In the Information Age, user data has become a valuable asset to any business. Data science is such a growing field due to the importance of data, as machine learning models can be generated to increase productivity and performance of service, improve user experience, and increase revenue streams.
Large companies have invested billions into this field already, giving them an edge in their respective industries, but how smaller companies join this AI revolution and gather data without investing so much money?
The solution is automated data collection via processes like collecting user data and web scraping. Web scraping is able to transcribe specified information using the Hypertext Transfer Protocol (HTTP) to a central database. Tools such as web and image crawlers are freely available to the public, and allows the developer to scrape and collect large amounts of data from the web. The developer can then comb through the information and use it to optimize there required task.
What is Good Data?
Before we discuss the process of automated data collection, we must first determine what data we should be targeting. Manually analyzing large data sets can be inefficient, leading to some people neglecting to filter out “bad data”. However, without this processing, there could be a multitude of negative ramifications. When collecting data, a variety of characteristics must be met. For example, it must be representative and non-biased. If it doesn’t meet those criteria, it could lead to inaccuracies that interfere with your task, or particular groups could be unfairly targeted. The resulting complications could lead to a significant loss of revenue. For example, in California, USA, mathematical algorithms were used to determine a “risk assessment” for whether an inmate should be released from prison. The data sets that were scraped to train this model were “highly correlated with race and class” (Alexander,The Newest Jim Crow 1).This led to the biased treatment of certain minorities in California, USA, when it came to their release. To avoid outcomes similar to these events, we must ensure that we have “good data”.
These days, a large majority of available public information is stored on websites. Technically, this data is accessible by everyone and can be exploited by anyone. However, actually sifting through the abundance of data on the internet can pose a significant challenge. The most common and effective way to do targeted data collection over the web is through a technique called web scraping, or web crawling. The basic process of scraping a webpage for data using automation is detailed below:
• A desired site is picked to scrape.The site should first be perused by a developer to get an idea for the general pattern in the layout of the desired webpages. The developer should identify which selectors (a code snippet which specifies the location of an element on a webpage) are necessary for selecting the proper data elements in the html code. This will allow the process of web scraping to be automated.
• The desired site is picked to scrape and load up the URL with a get request. Then, any forms required for the scraping bot to access the data are filled out. These forms could include search fields or login pages. Both of these tasks can be completed with something like the Pythonlibrary, Selenium.

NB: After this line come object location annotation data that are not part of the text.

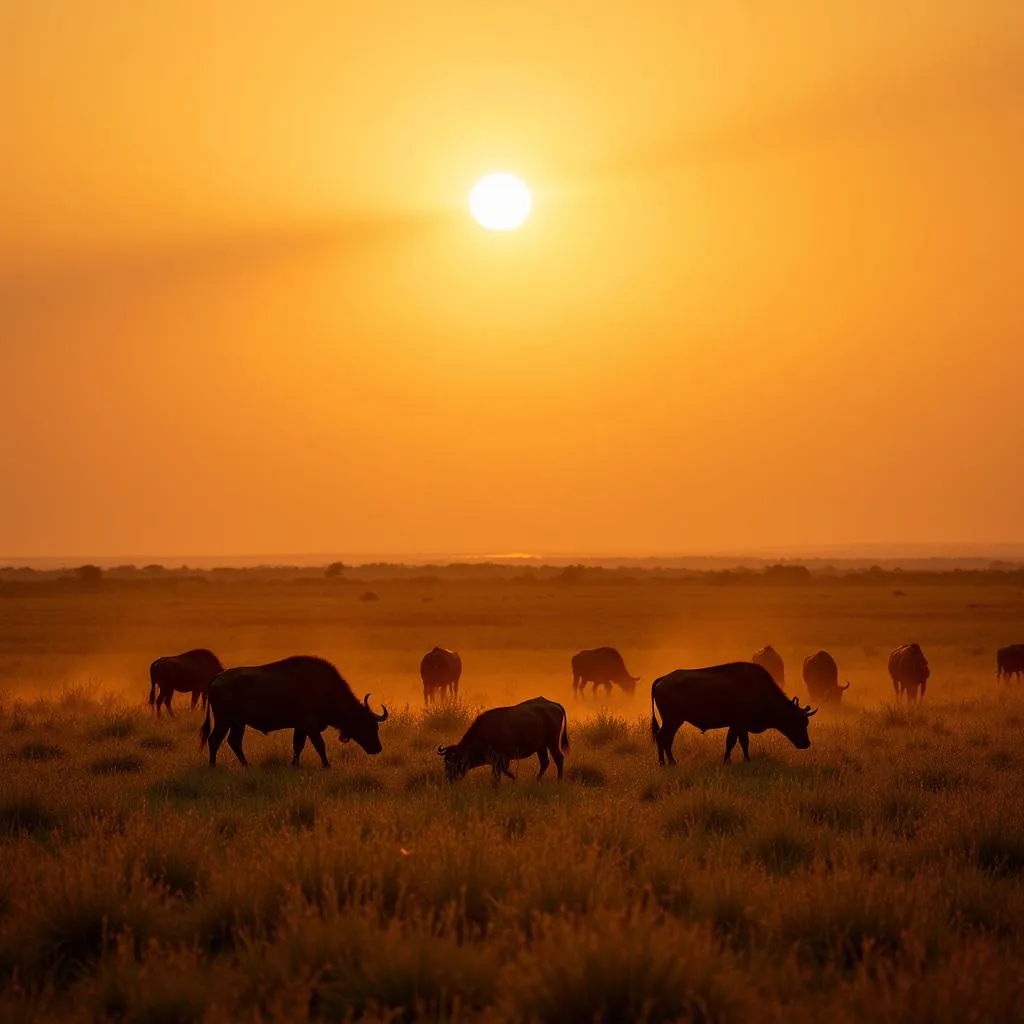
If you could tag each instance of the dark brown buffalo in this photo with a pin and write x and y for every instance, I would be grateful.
(821, 677)
(909, 672)
(602, 667)
(1010, 662)
(770, 658)
(187, 673)
(741, 697)
(503, 734)
(302, 693)
(440, 671)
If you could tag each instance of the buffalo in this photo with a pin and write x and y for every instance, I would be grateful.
(821, 677)
(741, 697)
(602, 667)
(503, 734)
(909, 672)
(306, 694)
(440, 671)
(1010, 662)
(770, 658)
(187, 673)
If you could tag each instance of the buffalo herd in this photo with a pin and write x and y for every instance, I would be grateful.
(308, 695)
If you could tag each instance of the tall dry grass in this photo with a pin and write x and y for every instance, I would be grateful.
(878, 876)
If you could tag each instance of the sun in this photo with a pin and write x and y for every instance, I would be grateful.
(500, 202)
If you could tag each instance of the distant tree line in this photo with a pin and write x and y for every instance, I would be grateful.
(91, 578)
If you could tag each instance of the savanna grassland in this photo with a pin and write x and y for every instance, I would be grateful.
(876, 877)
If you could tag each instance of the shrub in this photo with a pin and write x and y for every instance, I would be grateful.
(603, 729)
(157, 743)
(445, 718)
(119, 726)
(120, 764)
(782, 852)
(22, 813)
(608, 967)
(706, 814)
(40, 752)
(587, 775)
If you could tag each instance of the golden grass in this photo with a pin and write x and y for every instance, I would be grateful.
(878, 876)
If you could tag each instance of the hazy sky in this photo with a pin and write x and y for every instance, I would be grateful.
(772, 291)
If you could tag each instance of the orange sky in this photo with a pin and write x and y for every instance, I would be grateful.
(770, 294)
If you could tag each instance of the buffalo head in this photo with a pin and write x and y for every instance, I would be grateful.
(361, 725)
(794, 724)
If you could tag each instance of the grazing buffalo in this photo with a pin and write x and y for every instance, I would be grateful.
(1010, 662)
(187, 673)
(602, 667)
(821, 677)
(440, 671)
(503, 734)
(302, 693)
(741, 697)
(909, 672)
(770, 658)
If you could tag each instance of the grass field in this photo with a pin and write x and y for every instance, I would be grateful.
(878, 876)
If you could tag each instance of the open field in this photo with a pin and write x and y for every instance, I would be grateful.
(878, 876)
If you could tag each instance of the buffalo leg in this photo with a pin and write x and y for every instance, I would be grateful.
(235, 735)
(730, 741)
(744, 741)
(216, 738)
(298, 742)
(317, 740)
(666, 738)
(556, 756)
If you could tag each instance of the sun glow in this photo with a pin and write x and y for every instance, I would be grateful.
(500, 202)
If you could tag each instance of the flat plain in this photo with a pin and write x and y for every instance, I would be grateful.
(877, 876)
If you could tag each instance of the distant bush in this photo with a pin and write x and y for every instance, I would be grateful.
(120, 726)
(157, 743)
(587, 775)
(40, 752)
(603, 728)
(119, 765)
(446, 717)
(26, 813)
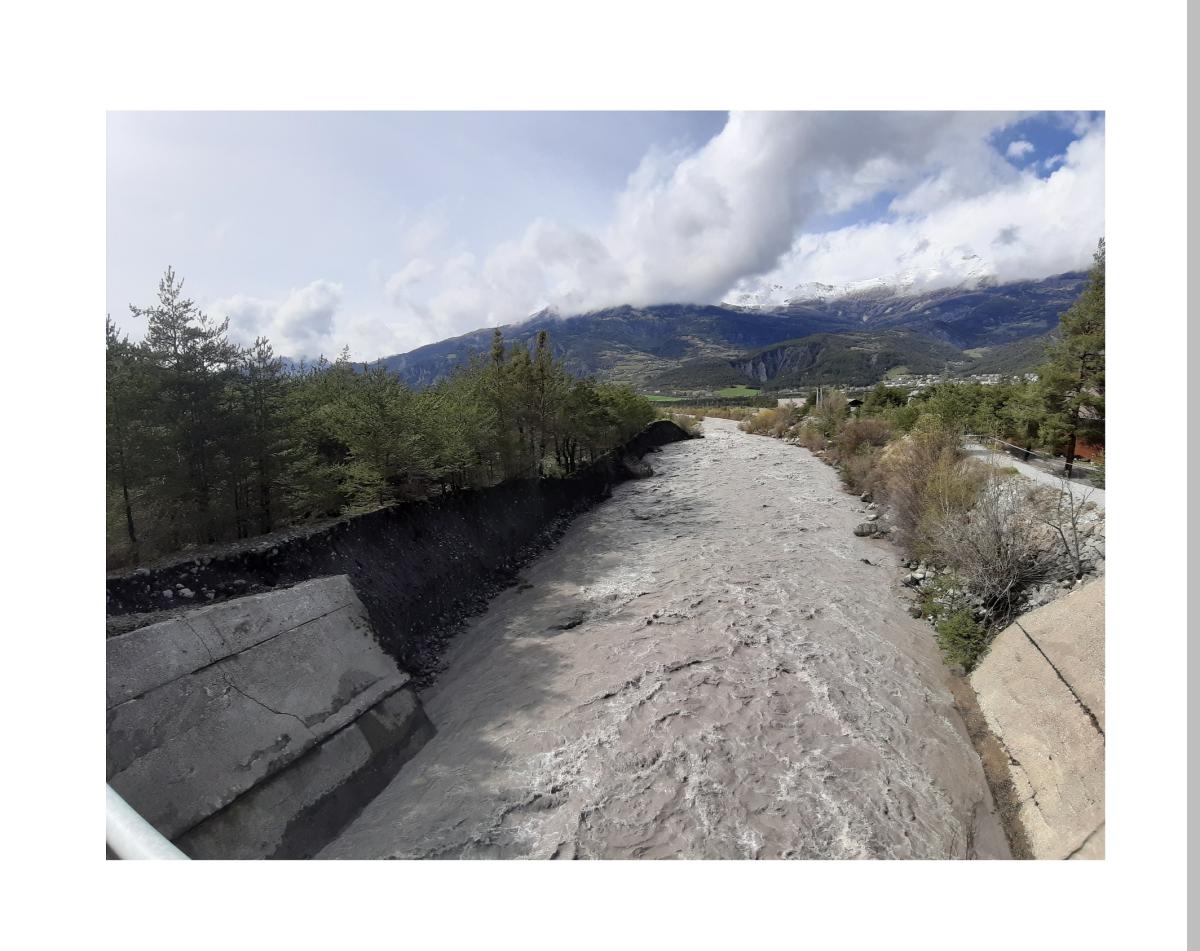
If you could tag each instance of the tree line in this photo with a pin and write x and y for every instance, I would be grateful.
(1057, 411)
(208, 441)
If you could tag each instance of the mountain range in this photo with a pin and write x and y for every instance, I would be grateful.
(853, 335)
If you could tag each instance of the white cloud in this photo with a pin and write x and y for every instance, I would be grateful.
(303, 323)
(1030, 227)
(1019, 149)
(735, 215)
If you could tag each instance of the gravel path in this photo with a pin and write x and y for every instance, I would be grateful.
(1002, 460)
(706, 665)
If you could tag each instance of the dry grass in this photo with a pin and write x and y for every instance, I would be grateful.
(775, 422)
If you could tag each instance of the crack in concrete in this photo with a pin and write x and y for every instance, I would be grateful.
(264, 706)
(1079, 700)
(1086, 839)
(214, 661)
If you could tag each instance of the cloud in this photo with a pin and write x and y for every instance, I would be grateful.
(303, 323)
(690, 225)
(1029, 227)
(1019, 149)
(773, 198)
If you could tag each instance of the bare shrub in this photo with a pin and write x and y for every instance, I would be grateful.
(774, 422)
(1061, 510)
(925, 479)
(858, 471)
(997, 546)
(865, 431)
(687, 422)
(811, 438)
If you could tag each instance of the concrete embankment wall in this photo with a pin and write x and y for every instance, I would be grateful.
(420, 568)
(1042, 691)
(257, 728)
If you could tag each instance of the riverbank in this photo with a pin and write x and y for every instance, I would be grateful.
(711, 664)
(1030, 716)
(421, 568)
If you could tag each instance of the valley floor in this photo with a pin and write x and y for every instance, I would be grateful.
(709, 664)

• The process of navigating forms and fields is continued until reaching the webpage which contains data that needs to be scraped. This page is now downloaded with an html parser, such as the one offered by the Python library, BeautifulSoup.
• The proper selectors are used to target the desired elements of the web page and extract the data.Data can be in the form of text or image links. The data is then stored in some sort of database for further use.
• This process is repeated across multiple webpages and even websites. Some more complex APIs, like Python’s Scrapy, are able to dynamically go through links on webpages to find information on sites not initially specified by the developer.
Web scraping, when applied properly, allows developers to fully leverage the power of a computer in automated data collection. The most efficient and well structured web scraping architectures can parse millions of websites in a small time frame.Through this, any developer can build a large database for a variety of uses.
Collecting User Data
Another viable method for automating data collection is through tracking user data.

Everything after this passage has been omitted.